Auf dem idyllischen Gelände zwischen Mellingbek und Alster ist ein kleines Gemüse-Paradies entstanden, in dem nahezu täglich Tomaten, Gurken oder Zwiebeln erntereif sind. „Vor allem dem Salat gefällt der Boden gut und er gedeiht prächtig“, freut sich Mira Deike. Bei den Abnehmern kommt nicht nur der Salat gut an. „Das Gemüse schmeckt nicht nur intensiver, sondern einfach besser und hält auch länger als Supermarktware. Außerdem weiß ich genau, wo und wie es angebaut wurde – bei Mira ist alles transparent“, schwärmt Maria Schnäckel aus Poppenbüttel, eine der ersten Kundinnen einer Abo-Kiste, die für 16 Euro pro Woche fünf bis acht Portionen Gemüse für ein bis zwei Personen enthält.

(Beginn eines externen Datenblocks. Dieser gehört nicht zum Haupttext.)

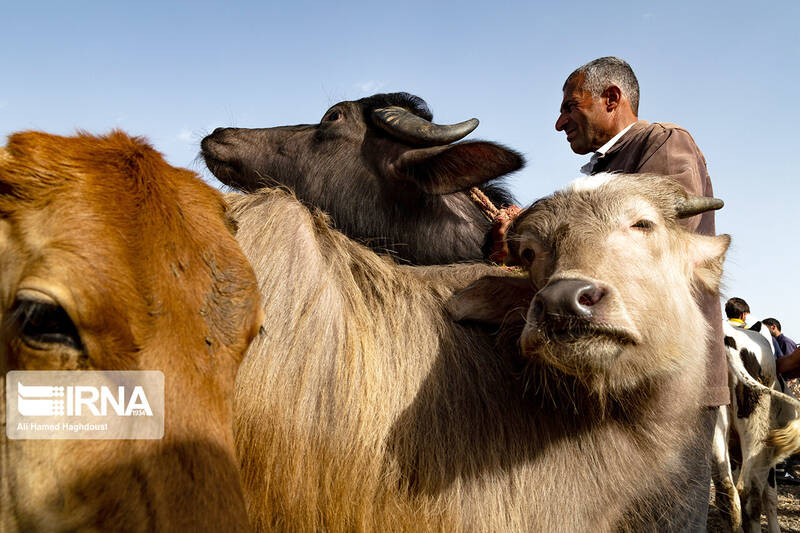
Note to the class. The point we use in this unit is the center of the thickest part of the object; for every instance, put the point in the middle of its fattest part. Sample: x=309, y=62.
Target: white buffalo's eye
x=644, y=225
x=528, y=255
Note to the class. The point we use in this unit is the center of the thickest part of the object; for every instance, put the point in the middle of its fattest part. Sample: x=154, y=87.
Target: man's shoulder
x=668, y=128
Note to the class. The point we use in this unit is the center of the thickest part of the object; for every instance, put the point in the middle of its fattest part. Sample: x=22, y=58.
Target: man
x=599, y=113
x=785, y=344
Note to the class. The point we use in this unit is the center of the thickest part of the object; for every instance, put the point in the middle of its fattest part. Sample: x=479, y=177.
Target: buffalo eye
x=332, y=116
x=528, y=255
x=42, y=323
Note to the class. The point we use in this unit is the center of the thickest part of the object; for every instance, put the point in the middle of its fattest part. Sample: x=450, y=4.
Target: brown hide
x=363, y=407
x=141, y=258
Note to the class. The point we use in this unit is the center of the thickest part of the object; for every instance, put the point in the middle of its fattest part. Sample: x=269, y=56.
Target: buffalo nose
x=567, y=298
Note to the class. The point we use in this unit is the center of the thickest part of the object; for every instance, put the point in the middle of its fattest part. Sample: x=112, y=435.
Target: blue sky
x=727, y=71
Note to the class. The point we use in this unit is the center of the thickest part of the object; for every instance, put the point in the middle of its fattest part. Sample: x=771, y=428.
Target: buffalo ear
x=457, y=167
x=707, y=254
x=493, y=300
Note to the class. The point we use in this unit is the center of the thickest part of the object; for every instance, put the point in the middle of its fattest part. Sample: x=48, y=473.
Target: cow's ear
x=457, y=167
x=493, y=300
x=707, y=255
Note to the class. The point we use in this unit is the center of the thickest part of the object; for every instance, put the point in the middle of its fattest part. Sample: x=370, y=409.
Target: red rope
x=501, y=220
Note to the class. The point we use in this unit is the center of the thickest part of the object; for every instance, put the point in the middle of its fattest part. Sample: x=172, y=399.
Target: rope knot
x=501, y=220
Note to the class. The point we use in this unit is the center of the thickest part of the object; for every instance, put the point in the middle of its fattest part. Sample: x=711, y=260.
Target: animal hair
x=362, y=406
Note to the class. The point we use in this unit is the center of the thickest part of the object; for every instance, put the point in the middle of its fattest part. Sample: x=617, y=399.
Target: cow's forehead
x=595, y=201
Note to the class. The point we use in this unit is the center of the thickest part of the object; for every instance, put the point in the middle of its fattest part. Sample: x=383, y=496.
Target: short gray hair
x=606, y=71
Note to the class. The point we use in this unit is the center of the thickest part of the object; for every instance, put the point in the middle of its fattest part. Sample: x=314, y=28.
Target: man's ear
x=707, y=255
x=493, y=300
x=612, y=96
x=456, y=167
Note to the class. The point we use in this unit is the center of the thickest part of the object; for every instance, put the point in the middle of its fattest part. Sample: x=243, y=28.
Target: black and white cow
x=747, y=441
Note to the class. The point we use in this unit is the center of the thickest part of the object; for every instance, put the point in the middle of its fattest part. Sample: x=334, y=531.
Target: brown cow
x=110, y=259
x=364, y=407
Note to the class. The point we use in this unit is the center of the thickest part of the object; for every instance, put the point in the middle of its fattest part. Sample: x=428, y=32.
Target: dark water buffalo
x=381, y=169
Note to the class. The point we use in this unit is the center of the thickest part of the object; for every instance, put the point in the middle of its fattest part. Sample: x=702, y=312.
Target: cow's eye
x=528, y=255
x=332, y=116
x=42, y=323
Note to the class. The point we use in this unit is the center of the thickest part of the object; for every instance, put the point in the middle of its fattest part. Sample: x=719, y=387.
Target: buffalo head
x=385, y=173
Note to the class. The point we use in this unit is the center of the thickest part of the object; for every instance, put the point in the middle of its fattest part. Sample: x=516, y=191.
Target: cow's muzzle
x=567, y=299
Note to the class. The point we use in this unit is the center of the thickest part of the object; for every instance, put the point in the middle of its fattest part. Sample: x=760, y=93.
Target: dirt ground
x=788, y=511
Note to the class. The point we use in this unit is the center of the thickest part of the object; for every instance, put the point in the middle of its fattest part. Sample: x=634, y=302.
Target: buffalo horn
x=694, y=205
x=407, y=126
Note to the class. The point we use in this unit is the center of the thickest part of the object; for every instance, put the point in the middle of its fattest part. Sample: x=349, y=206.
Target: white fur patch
x=590, y=183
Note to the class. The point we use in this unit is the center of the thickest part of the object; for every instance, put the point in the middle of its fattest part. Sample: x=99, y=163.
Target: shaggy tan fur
x=363, y=407
x=141, y=257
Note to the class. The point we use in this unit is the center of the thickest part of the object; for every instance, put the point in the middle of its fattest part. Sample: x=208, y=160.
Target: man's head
x=737, y=308
x=600, y=99
x=773, y=326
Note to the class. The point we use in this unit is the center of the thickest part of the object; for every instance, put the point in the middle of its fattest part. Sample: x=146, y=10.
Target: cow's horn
x=408, y=127
x=694, y=205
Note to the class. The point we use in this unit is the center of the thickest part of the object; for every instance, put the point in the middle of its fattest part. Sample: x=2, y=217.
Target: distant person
x=599, y=114
x=786, y=345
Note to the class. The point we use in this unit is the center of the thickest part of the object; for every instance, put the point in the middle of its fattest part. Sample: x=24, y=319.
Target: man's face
x=583, y=118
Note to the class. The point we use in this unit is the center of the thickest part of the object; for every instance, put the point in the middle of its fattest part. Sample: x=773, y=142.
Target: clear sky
x=173, y=71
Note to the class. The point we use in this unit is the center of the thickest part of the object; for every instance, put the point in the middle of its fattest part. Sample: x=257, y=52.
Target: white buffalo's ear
x=456, y=167
x=707, y=255
x=493, y=300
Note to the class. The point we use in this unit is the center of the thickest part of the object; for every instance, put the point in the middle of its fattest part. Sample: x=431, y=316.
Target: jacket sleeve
x=678, y=157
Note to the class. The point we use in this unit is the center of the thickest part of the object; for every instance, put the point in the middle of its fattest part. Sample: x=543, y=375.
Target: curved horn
x=694, y=205
x=407, y=126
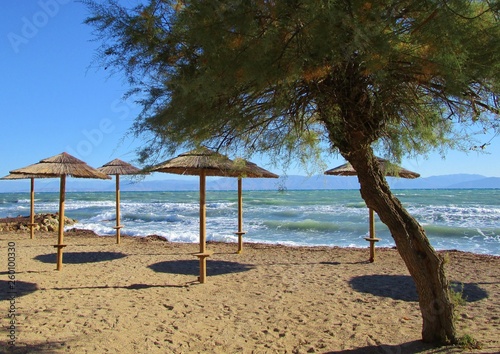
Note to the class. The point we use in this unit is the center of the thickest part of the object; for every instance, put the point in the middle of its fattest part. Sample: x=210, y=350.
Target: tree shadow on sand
x=45, y=347
x=402, y=287
x=17, y=289
x=192, y=267
x=410, y=347
x=81, y=257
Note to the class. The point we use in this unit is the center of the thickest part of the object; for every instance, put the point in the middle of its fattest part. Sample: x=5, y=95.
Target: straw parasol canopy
x=388, y=169
x=61, y=165
x=118, y=167
x=205, y=162
x=32, y=198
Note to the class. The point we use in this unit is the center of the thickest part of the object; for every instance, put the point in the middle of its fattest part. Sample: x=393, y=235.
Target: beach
x=142, y=296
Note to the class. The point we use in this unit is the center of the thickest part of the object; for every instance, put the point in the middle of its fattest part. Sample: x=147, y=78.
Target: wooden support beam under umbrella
x=118, y=167
x=14, y=176
x=388, y=169
x=61, y=165
x=251, y=171
x=204, y=162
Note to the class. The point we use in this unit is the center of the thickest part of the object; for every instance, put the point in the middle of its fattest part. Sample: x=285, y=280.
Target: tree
x=402, y=76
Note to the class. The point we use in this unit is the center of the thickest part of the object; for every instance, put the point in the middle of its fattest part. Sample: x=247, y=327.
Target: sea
x=454, y=219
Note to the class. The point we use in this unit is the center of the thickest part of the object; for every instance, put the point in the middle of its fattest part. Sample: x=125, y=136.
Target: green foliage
x=297, y=77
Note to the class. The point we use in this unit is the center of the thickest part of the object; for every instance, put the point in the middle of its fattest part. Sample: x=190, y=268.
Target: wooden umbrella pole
x=60, y=245
x=118, y=226
x=203, y=231
x=372, y=239
x=240, y=232
x=32, y=209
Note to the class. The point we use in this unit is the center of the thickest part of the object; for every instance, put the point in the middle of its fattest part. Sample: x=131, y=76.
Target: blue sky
x=53, y=101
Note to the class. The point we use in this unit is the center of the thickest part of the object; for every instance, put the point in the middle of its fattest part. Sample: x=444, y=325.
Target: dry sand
x=142, y=296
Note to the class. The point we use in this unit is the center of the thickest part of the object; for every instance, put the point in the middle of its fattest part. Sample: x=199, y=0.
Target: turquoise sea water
x=467, y=220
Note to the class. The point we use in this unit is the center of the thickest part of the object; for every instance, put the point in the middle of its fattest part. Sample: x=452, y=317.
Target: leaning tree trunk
x=424, y=264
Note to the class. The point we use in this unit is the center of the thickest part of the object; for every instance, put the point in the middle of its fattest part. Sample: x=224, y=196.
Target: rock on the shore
x=44, y=222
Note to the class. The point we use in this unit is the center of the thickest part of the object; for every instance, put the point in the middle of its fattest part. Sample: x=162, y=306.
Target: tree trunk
x=424, y=264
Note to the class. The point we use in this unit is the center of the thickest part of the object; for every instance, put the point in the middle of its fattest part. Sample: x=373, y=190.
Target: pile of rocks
x=44, y=222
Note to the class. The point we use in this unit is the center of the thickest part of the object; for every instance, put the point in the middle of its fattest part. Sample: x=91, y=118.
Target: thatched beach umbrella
x=13, y=176
x=61, y=165
x=388, y=169
x=118, y=167
x=205, y=162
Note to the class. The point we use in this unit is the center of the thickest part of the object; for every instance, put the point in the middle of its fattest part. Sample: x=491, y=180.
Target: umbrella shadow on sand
x=191, y=267
x=402, y=287
x=81, y=257
x=17, y=289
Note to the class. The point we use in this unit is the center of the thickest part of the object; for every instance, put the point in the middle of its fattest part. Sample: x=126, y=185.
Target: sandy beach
x=142, y=296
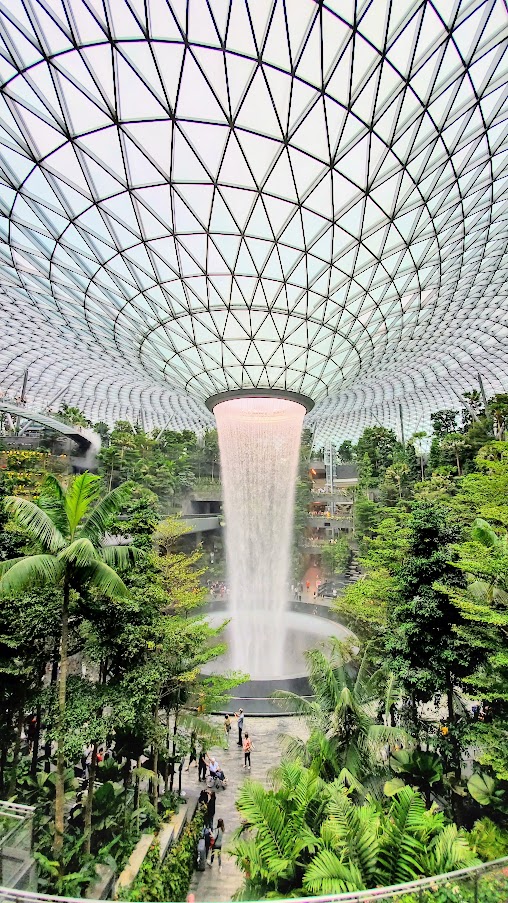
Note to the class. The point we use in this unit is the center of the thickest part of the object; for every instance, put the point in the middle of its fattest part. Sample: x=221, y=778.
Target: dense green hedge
x=170, y=880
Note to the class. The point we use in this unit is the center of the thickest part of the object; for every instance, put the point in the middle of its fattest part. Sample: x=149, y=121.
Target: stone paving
x=212, y=886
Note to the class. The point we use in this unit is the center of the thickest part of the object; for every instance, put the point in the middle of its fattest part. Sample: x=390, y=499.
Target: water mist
x=259, y=440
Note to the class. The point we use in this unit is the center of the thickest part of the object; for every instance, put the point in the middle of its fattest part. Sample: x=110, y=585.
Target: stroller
x=217, y=780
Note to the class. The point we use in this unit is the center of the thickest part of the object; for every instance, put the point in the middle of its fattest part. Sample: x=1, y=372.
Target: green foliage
x=417, y=768
x=375, y=452
x=310, y=837
x=344, y=741
x=483, y=789
x=169, y=880
x=366, y=516
x=444, y=422
x=488, y=840
x=160, y=462
x=423, y=648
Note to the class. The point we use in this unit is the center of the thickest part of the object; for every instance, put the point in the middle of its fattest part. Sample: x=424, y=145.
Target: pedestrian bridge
x=65, y=429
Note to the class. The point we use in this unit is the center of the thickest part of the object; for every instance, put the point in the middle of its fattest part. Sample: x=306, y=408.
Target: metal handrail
x=473, y=873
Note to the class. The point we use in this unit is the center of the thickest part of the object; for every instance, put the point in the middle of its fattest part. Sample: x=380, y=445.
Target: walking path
x=212, y=886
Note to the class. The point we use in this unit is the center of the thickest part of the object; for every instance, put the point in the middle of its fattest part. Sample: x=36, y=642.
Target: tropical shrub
x=311, y=837
x=169, y=880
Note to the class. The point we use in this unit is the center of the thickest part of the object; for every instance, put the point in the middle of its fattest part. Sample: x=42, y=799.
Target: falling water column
x=259, y=440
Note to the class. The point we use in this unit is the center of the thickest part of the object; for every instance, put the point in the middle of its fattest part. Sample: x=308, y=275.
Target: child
x=247, y=746
x=227, y=728
x=217, y=846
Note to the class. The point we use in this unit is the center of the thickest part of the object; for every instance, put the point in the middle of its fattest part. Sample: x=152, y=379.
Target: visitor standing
x=202, y=766
x=210, y=809
x=239, y=721
x=207, y=834
x=217, y=844
x=247, y=746
x=227, y=729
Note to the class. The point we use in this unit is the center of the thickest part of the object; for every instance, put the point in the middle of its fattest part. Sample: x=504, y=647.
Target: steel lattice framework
x=214, y=194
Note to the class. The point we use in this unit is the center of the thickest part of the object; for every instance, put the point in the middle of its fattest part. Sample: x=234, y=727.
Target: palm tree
x=416, y=441
x=455, y=443
x=311, y=836
x=69, y=526
x=344, y=740
x=281, y=826
x=362, y=846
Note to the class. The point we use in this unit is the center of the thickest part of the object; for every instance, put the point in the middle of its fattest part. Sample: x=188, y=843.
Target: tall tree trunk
x=17, y=746
x=3, y=763
x=52, y=682
x=60, y=757
x=166, y=766
x=37, y=737
x=89, y=800
x=155, y=782
x=414, y=719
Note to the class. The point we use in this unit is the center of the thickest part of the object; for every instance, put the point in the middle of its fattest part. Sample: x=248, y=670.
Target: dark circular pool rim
x=254, y=696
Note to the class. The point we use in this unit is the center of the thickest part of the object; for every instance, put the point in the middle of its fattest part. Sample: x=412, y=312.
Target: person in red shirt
x=247, y=746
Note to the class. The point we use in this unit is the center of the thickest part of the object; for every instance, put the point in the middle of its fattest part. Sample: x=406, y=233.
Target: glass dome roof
x=209, y=195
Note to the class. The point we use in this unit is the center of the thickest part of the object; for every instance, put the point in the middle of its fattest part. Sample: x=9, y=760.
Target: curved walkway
x=212, y=885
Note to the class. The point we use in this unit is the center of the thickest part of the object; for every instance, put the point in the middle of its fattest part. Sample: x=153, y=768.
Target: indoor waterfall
x=259, y=440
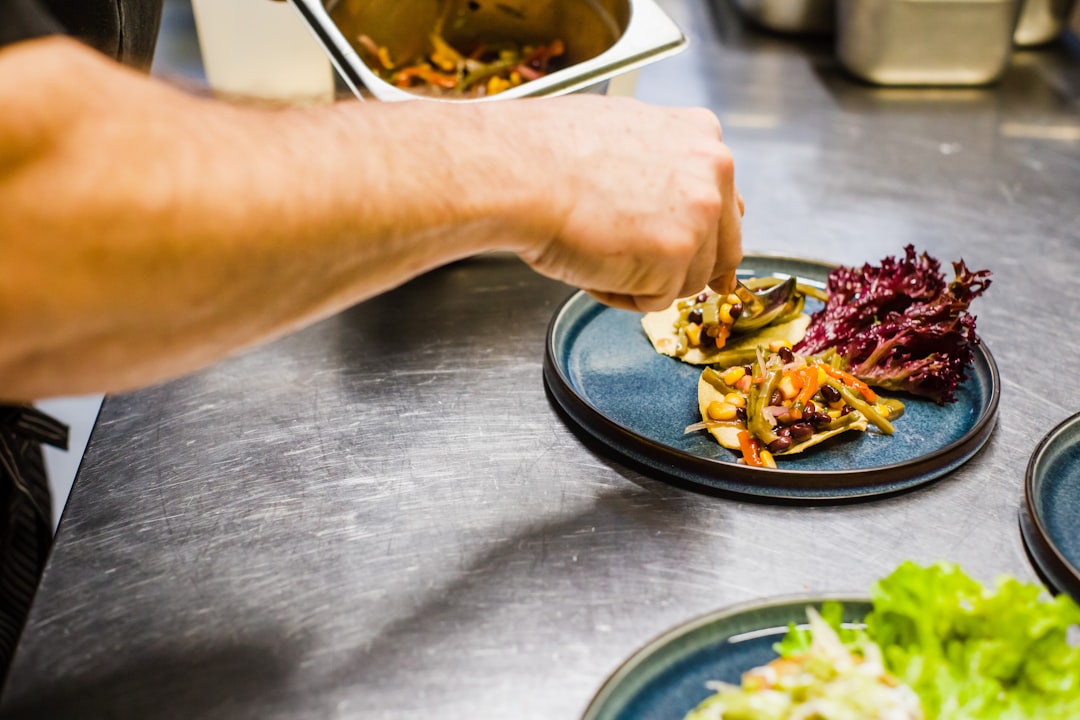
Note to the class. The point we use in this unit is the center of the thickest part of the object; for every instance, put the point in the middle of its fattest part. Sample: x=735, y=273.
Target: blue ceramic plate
x=1051, y=518
x=605, y=376
x=667, y=678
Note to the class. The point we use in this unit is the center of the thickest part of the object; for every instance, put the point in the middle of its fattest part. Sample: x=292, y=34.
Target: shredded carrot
x=750, y=448
x=810, y=386
x=850, y=381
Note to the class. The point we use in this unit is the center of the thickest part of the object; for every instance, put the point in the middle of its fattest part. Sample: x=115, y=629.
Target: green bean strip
x=842, y=421
x=756, y=422
x=713, y=378
x=876, y=418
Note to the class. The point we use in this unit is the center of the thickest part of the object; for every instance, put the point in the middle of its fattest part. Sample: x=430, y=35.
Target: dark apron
x=123, y=29
x=26, y=515
x=126, y=30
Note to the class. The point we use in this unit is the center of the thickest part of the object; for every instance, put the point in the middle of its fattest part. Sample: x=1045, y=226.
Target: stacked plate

„Kürzer kann kein Einkaufsweg sein“, ergänzt Maren Ostermaier, die zwei Minuten mit dem Fahrrad zum „Ackerglück“ benötigt und sieht einen enormen Mehrwert, der die höheren Preise im Vergleich zur konventionellen Ware im Supermarkt wettmacht: „Neben Bio-Qualität, Handarbeit und Klimaschutz hat das Projekt auch einen vernetzenden, sozialen Charakter in der Nachbarschaft. Am Abholtag treffe ich hier Anwohner zum Klönen und lerne neue Leute kennen; zudem erfahren Groß und Klein Wissenswertes über den Umgang mit und in der Natur.“

Dazu trägt auch die wöchentliche „Ackerpost“ bei, die Mira Deike per Mail an ihre Abonnenten verschickt. Neben Ernteprognosen gibt es Infos und Gedanken über die Landwirtschaft sowie Rezepte. „Die machen es einem leicht, Sorten auszuprobieren, die man bisher nicht kannte oder nicht so gern mochte“, berichtet Maria Schnäckel, die Rettich zwar nicht lieben, aber lecker zuzubereiten gelernt hat.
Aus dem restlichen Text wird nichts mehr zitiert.